Throws up another skull

HAMLET
There's another: why may not that be the skull of a
lawyer? Where be his quiddities now, his quillets,
his cases, his tenures, and his tricks? Why does he
suffer this rude knave now to knock him about the
sconce with a dirty shovel, and will not tell him of
his action of battery? Hum! This fellow might be
in's time a great buyer of land, with his statutes,
his recognizances, his fines, his double vouchers,
his recoveries: is this the fine of his fines, and
the recovery of his recoveries, to have his fine
pate full of fine dirt?
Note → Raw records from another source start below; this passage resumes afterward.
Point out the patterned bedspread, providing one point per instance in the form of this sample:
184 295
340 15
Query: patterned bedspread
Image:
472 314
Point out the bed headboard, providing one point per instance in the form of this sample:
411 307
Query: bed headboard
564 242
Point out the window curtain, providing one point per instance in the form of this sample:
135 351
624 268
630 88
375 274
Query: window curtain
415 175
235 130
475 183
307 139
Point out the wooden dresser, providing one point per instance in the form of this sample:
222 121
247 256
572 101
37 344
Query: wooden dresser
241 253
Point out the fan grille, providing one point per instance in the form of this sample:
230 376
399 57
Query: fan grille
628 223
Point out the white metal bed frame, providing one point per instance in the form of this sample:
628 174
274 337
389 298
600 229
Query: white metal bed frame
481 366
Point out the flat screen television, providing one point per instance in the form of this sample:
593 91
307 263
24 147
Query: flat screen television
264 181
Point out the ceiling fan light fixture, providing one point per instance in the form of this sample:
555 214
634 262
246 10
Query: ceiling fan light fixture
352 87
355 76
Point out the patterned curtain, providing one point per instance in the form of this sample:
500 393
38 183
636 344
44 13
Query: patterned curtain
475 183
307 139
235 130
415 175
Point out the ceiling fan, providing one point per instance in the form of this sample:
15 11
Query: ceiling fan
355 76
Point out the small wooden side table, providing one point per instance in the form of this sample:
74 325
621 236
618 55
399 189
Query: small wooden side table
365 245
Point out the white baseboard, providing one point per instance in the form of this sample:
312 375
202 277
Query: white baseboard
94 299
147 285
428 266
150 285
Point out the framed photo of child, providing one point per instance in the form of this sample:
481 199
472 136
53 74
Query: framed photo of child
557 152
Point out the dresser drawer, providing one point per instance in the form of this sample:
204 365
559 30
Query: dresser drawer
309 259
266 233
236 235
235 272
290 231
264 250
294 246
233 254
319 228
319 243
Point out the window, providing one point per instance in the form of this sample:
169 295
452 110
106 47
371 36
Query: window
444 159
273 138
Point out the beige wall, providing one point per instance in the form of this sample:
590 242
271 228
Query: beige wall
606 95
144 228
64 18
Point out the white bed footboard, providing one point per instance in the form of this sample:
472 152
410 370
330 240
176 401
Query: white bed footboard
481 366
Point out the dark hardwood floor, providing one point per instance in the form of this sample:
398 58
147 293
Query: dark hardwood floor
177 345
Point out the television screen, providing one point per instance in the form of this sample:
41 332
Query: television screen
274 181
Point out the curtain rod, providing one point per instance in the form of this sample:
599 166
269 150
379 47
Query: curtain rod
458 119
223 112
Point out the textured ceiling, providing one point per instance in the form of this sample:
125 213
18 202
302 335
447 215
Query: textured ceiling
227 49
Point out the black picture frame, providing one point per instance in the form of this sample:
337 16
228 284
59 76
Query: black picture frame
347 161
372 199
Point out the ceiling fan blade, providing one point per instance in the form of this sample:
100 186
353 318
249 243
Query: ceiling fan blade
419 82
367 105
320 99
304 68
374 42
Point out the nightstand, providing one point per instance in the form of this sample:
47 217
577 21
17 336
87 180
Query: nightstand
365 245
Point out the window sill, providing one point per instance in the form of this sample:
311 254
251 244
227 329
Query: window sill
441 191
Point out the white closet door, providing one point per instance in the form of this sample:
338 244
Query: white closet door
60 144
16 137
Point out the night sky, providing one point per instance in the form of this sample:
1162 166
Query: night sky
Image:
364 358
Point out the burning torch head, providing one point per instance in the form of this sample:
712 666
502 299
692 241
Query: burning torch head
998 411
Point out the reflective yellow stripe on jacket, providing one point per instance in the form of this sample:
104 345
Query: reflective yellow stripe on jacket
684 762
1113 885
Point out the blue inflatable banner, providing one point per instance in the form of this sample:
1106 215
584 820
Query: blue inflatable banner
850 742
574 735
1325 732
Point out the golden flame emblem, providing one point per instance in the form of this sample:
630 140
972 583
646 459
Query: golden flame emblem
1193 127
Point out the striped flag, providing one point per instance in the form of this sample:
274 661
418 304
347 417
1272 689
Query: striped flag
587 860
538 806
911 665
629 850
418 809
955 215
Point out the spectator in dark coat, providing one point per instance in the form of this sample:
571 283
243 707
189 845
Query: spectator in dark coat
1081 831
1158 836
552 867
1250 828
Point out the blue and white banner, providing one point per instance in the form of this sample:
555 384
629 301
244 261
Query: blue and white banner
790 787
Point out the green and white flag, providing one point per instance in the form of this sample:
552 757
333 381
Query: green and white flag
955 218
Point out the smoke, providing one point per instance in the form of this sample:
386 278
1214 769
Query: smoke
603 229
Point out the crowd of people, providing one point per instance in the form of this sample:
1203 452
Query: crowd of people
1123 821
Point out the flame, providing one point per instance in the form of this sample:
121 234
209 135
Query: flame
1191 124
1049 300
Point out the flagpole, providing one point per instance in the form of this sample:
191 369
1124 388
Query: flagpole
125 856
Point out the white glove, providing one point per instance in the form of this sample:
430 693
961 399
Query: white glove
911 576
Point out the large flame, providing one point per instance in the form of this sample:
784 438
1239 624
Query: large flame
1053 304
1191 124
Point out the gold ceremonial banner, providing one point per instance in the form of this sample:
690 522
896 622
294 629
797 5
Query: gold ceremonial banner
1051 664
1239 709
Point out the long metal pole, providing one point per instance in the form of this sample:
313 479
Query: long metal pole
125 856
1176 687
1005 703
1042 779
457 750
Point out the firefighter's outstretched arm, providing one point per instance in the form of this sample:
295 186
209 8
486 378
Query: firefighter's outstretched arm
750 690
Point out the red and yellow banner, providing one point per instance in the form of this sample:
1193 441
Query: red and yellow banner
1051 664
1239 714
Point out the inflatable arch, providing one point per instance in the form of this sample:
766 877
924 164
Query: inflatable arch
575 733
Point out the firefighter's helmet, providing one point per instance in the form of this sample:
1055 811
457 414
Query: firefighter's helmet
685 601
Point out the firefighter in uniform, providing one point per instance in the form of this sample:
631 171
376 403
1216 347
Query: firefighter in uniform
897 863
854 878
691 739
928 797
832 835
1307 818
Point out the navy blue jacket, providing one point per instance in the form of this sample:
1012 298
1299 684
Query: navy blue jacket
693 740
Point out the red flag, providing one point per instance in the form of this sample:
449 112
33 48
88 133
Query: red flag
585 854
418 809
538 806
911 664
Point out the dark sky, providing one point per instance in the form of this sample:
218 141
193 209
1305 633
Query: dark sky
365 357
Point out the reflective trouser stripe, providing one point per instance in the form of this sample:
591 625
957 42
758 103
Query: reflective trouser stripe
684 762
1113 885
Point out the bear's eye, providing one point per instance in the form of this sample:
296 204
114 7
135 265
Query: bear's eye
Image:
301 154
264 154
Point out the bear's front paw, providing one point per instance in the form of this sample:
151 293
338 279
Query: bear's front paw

Will his vouchers vouch him
no more of his purchases, and double ones too, than
the length and breadth of a pair of indentures? The
very conveyances of his lands will hardly lie in
this box; and must the inheritor himself have no more, ha?

HORATIO
Not a jot more, my lord.

NOTES:

Loggats
According to Samuel Johnson’s dictionary (itself written about 150 years after the Hamlet) loggats “is the ancient name of a play or game, one of the unlawful games enumerated in the 33rd statute of Henry VIII”. No more than the Grave Digger’s antiquated song, perhaps Hamlet’s mention of this old-fashioned (and outlawed) game is Shakespeare’s means of making his audience think about how old these bones might be.

Legal Language
I promised to include definitions of the various property terms that Hamlet lists, and for balance I should probably include the legal ones too!
quiddities: from the Latin “quidditas” - the very essence of a thing. Quiddities are excessively subtle legal quibbles and technicalities. It’s almost onomatopoeic in its fussiness!
quillets: this word does double duty, since it can mean quibbles, and also a small pocket of land. Shakespeare and/or Hamlet seems to be geared up to use his language very cleverly throughout the scene. Early on he uses fine (‘fine revolution’…) and now here he prepares us for the property discussion with this little word that means small pieces of land.
tenures: property titles. Evidently the lawyer and the property owner shared much business - regardless which profession this skull came from, it would have held details of all these things!
tricks: again, the language is intricately woven here. Hamlet has earlier wished that we had the ‘trick’ to see the human experience for what it is. Now here he uses the word ‘tricks’ not quite as skill, so much as ‘legal trickery’ - ‘law-tricks’ was in common parlance when the play was written. There’s even an almost-contemporary play called Law Tricks by John Day!

Property Language
The various pieces of legal terminology all flow in such quick succession that it felt unnecessarily pedantic to explain them all within the episode. But never let it be said that I’d overlook a definition…!
statutes: these were securities, either for a mortgage or for a debt.
recognizances: bonds and securities to do with debt.
vouchers: these were certificates and guarantees from third parties.
recoveries: suits for the recovery or repossession of lands.